The Securities Industry and Financial Markets Association called on the Securities and Exchange Commission on Thursday to review the regulatory structure of broker-dealers, exchanges and the self-regulatory model, as technology advances have changed the way market participants operate and because SROs now compete with the BDs they regulate.
In a July 31 letter to the SEC, Theodore Lazo, SIFMA’s managing director and associate general counsel, said that the self-regulatory model is a “crucial area for immediate action,” and that SIFMA believes “a discrete review of the regulatory structure of broker-dealers, exchanges should be carried out now because that structure is widely viewed to be outdated and in need of reconsideration and reform.”
A part of that review, Lazo continued, ”should focus on SRO structure, because the markets have changed to the point that the current structure of the self-regulatory model is widely viewed to be outdated and in need of reform.”
The largest U.S. securities exchange operators, Lazo said, “have evolved from member-owned utilities to for-profit business enterprises,” all while “technological advancements have changed the way the securities markets and market participants operate, with securities exchanges and non-exchange venues operated by broker-dealers performing essentially identical functions in certain respects.”
However, the status of exchanges as self-regulatory organizations “has not changed, even as the exchanges have become active competitors with the broker-dealer members they are charged with regulating,” Lazo added. “This inconsistency has led to tensions, anomalies, and conflicts in the structure, operation and regulation of the securities markets.”
Lazo identified some key areas that SIFMA believes the SEC should review, noting that the review should not be exclusive to those areas.
• What is an Exchange and Why Is It an SRO? In today’s reality, the interests, incentives and functions of the member-owned cooperative exchanges of 1934 bears little resemblance to those of the current for-profit exchanges. Eliminating exchange’s SRO status would streamline regulatory processes and make self-regulation more efficient by centralizing regulation.
• Exchanges Compete with the Broker-Dealers they Regulate. Combined with the transformation of exchanges into for-profit enterprises in search of ways to expand their businesses, exchanges and broker-dealers have become direct competitors in many aspects of their businesses. Most prominent is the competition for order flow between exchanges and broker-dealers. In this competitive dynamic, the policy of having exchanges regulating broker-dealers has become outmoded.
• Competitive and Regulatory Disparities. While competitive benefits flow from exchanges’ status as SROs, including limitations on liability, market data revenue, and ability to design market structure developments, exchanges are not subject to some of the significant regulatory requirements applicable to broker-dealers, such as best execution, supervisory controls, and financial responsibility. At the same time, SIFMA said it recognizes that exchanges are subject to unique regulatory requirements, including the requirement to submit rule changes for their business practices for SEC approval, fair access requirements, and ownership restrictions.

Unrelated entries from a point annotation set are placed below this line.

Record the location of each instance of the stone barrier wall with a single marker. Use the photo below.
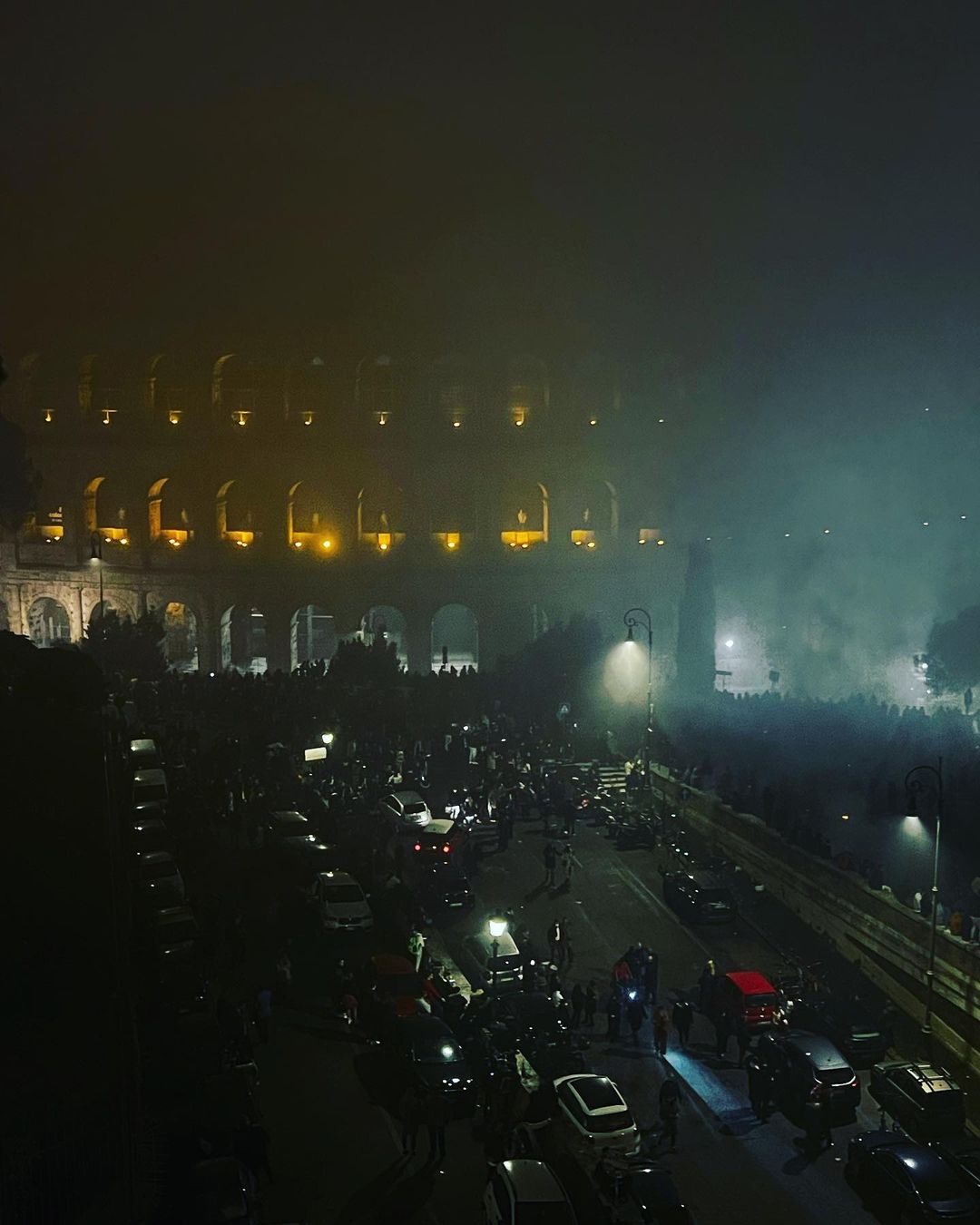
(886, 940)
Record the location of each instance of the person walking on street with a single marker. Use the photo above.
(578, 1002)
(744, 1039)
(721, 1034)
(555, 937)
(661, 1028)
(567, 865)
(706, 987)
(652, 976)
(636, 1014)
(588, 1006)
(437, 1115)
(410, 1109)
(614, 1014)
(683, 1014)
(416, 947)
(550, 864)
(671, 1109)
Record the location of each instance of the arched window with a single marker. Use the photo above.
(242, 636)
(48, 622)
(456, 639)
(104, 512)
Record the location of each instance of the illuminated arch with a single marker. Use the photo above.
(455, 637)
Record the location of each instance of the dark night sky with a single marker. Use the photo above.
(713, 179)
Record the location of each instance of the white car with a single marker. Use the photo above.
(342, 903)
(595, 1112)
(290, 830)
(525, 1191)
(406, 808)
(161, 879)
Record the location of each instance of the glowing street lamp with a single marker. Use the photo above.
(497, 928)
(641, 618)
(913, 787)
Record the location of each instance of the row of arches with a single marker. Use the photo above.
(312, 516)
(242, 639)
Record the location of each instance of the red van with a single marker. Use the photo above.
(749, 996)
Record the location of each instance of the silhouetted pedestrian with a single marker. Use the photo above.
(590, 1006)
(683, 1015)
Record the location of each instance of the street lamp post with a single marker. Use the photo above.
(631, 619)
(95, 544)
(497, 926)
(912, 789)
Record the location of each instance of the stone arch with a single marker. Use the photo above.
(528, 387)
(388, 623)
(456, 637)
(524, 514)
(169, 521)
(181, 630)
(312, 521)
(594, 514)
(234, 516)
(242, 640)
(48, 622)
(312, 634)
(381, 514)
(104, 511)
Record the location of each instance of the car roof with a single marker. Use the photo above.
(336, 878)
(150, 776)
(818, 1049)
(532, 1181)
(751, 983)
(440, 826)
(598, 1094)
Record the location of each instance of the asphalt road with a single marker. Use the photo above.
(336, 1143)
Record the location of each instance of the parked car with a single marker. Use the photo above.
(405, 808)
(699, 897)
(144, 755)
(161, 879)
(921, 1098)
(151, 833)
(424, 1049)
(595, 1112)
(906, 1181)
(963, 1153)
(847, 1023)
(175, 931)
(800, 1063)
(486, 966)
(443, 887)
(524, 1191)
(748, 996)
(150, 788)
(533, 1019)
(342, 903)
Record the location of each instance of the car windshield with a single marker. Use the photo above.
(437, 1050)
(614, 1122)
(343, 893)
(154, 871)
(178, 933)
(938, 1182)
(153, 791)
(538, 1213)
(763, 1000)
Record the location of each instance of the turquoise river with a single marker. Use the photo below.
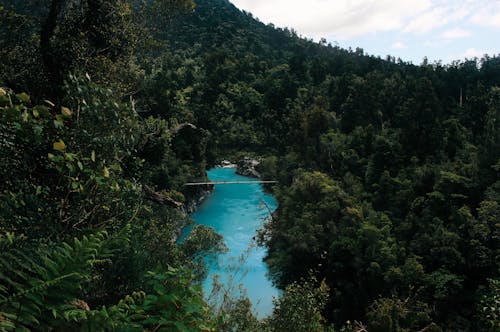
(236, 212)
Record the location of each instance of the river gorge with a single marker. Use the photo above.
(236, 212)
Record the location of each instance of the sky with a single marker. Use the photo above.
(441, 30)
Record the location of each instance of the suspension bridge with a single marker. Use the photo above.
(190, 184)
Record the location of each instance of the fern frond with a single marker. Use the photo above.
(38, 286)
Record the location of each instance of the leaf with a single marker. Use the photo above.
(59, 146)
(23, 97)
(66, 112)
(48, 102)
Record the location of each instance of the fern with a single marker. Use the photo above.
(39, 287)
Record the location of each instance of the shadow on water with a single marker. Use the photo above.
(237, 212)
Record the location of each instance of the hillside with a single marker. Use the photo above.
(389, 190)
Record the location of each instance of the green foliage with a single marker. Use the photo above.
(300, 308)
(41, 287)
(489, 307)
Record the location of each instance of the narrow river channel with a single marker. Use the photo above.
(236, 212)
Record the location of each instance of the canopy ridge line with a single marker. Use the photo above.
(227, 182)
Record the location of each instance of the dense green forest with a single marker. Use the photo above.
(389, 172)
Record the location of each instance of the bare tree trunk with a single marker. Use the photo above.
(49, 59)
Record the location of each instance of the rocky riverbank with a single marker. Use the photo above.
(248, 167)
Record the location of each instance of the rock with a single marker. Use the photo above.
(248, 167)
(227, 164)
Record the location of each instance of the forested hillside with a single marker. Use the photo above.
(389, 172)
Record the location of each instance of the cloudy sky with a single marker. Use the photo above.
(411, 29)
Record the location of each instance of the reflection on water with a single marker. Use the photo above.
(236, 212)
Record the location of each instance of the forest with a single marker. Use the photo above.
(389, 173)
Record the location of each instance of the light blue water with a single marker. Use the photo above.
(236, 212)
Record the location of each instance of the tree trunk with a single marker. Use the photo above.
(49, 60)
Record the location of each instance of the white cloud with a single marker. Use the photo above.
(455, 33)
(342, 19)
(398, 45)
(436, 18)
(473, 53)
(347, 19)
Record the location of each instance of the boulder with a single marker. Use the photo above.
(248, 167)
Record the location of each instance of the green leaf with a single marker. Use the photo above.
(59, 146)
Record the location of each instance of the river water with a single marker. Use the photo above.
(236, 212)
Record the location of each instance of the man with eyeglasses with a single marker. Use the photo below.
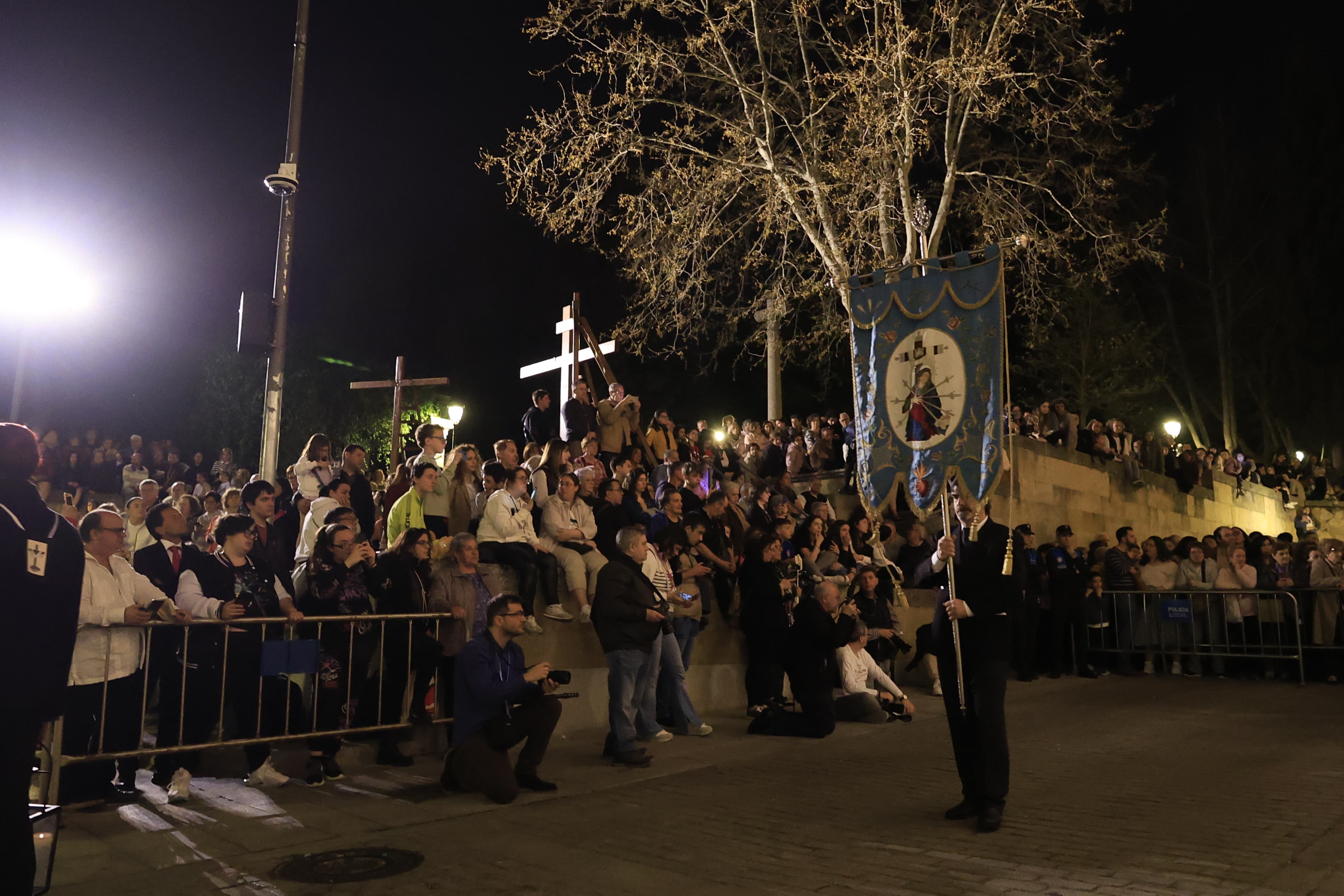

• Funding of Self-Regulation. While broker-dealers are subject to numerous regulatory fees from SROs, there is no way to assess the reasonableness of the regulatory funding model without greater transparency into SROs’ existing regulatory fees as well as their actual regulatory expenses. For many exchanges, regulatory fees are intended to offset the exchanges’ cost of outsourcing regulation to other SROs–such as FINRA–effectively duplicating costs on member firms.
SIFMA urges the commission to consider requiring SROs to make this important information publicly available on a regular basis.